This book analyses the emerging trend of Muslim-minority politics in India and illustrates that a fundamental shift has occurred over the last 20 years from an identity-dominated, self-serving and inward-looking approach by Muslim community leaders, Islamic authorities and social activists that seeks to protect Islamic law and culture, towards an inclusive debate centred on socio-economic marginalisation and minority empowerment.
The book focuses on Muslim activists, and members and affiliates of the Popular Front of India (PFI), a growing Muslim-minority and youth movement. Drawing on qualitative fieldwork undertaken since 2011, the author analyses recent literature on Muslim citizenship politics and the growing involvement of Islamist organisations and movements in the democratic process and electoral politics to demonstrate that religious groups play a role in politics, development, and policy making, which is often ignored within political theory. The book suggests that further scrutiny is needed of the assumption that Muslim politics and Islamic movements are incompatible with the democratic political framework of the modern nation state in India and elsewhere.
Contributing to a more nuanced understanding of how Islamic movements utilise various spiritual, organisational and material resources and strategies for collective action, community development and democratic engagement, the book will be of interest to academics in the field of political Islam, South Asian studies, sociology of religion and development studies.
Table of Contents
Introduction 1. Islamic Movements and the Secular State in India 2. Muslim Citizenship Politics and the Popular Front of India 3. Framing Muslim Victimhood: The Politics of Grief and Protection 4. Hindu Self-Defence against Muslim "Troublemakers" 5. Islamic Pragmatism and Legal Education: Appeal of the Popular Front of India 6. Value Politics, Illiberal Agendas and Modernity in India 7. Conclusion - Has Secular Politics Failed?
Arndt Emmerich a Political Sociologist, is a Research Fellow at the Max Planck Institute for the Study of Religious and Ethnic Diversity in Göttingen, Germany. He is also Research Associate in the Oxford Department of International Development at the University of Oxford, UK.
This is the first scholarly analysis of the Popular Front of India, one of several new Muslim organisations which emerged during the 1990s with the rise of Hindu nationalism and the violence following the destruction of the Babri Masjid. Emmerich presents the Front as being driven by Middle Class Muslims from south India, and in the process offers important insights into Indo-Muslim politics in the age of BJP dominance.
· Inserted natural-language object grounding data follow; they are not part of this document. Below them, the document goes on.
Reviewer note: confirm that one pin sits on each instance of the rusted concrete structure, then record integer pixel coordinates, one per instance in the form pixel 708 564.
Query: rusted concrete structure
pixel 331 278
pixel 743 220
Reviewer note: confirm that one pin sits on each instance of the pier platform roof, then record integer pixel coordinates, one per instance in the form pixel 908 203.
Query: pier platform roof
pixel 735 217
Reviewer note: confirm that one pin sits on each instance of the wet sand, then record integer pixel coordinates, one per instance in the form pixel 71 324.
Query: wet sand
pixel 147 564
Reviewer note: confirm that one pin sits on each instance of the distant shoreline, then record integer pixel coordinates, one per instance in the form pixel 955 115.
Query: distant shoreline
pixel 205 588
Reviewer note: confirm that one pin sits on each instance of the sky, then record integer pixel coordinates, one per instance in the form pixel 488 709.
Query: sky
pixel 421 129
Francis Robinson, Royal Holloway, University of London
Islamic Movements in India by Arndt Emmerich is a result of solid ethnographic research and a useful contribution in the area of South Asian politics. This is a first scholarly book-length study on the Popular Front of India. He has engaged with the existing literature in the field in a stimulating manner along with a focused analysis of a particular political articulation among a section of Indian Muslims. His writing style is lucid, readable and accessible. In the context of a growing and global interest in the Islamist movements, the book is topical. A fine achievement.
Maidul Islam, Centre for Studies in Social Sciences, Calcutta and author of Limits of Islamism (2015) and Indian Muslim(s) after Liberalization (2019)
At a time when populism as a genre of fascism is pervasive, Arndt Emmerich has produced one of the finest works of scholarship in political sociology that unsettles Islamophobia and offers an arresting, anti-alarmist account of Popular Front of India – a justice-inspired, inclusion-oriented movement in contemporary India.
Irfan Ahmad, author of "Religion as Critique: Islamic Critical Thinking from Mecca to the Marketplace" (2017)
Arndt Emmerich’s study of the Popular Front of India (PFI) presents a unique insight into the political aspirations and strategies of the leaders of one of the most visible Muslim political movements in contemporary India. The case study also gives us deep insight into the everyday realities of Indian Muslims who feel marginalised by the prevailing system, and who count themselves among the followers of the PFI. Arndt has the ability to help us relate to the deeply emotive experiences of his respondents, while retaining scholarly neutrality. It is one of the most insightful books to be published on Muslim politics in India in recent years.
Masooda Bano, Oxford Department of International Development, University of Oxford
Looking at the hoary subject of religious relations in a highly original way, Emmerich shows how new forms of Muslim but also Hindu politics are linked to the emergence of equally new middle classes in post-liberalisation India. Defined by migration either to Mumbai or the Gulf and the creation of a remittance economy, these groups operate as social movements and NGOs. Dispensing aid and services while seeking to mobilise their working-class coreligionists into an anti-clerical and anti-traditionalist form of religious identity, they have remade Muslim society across southern India.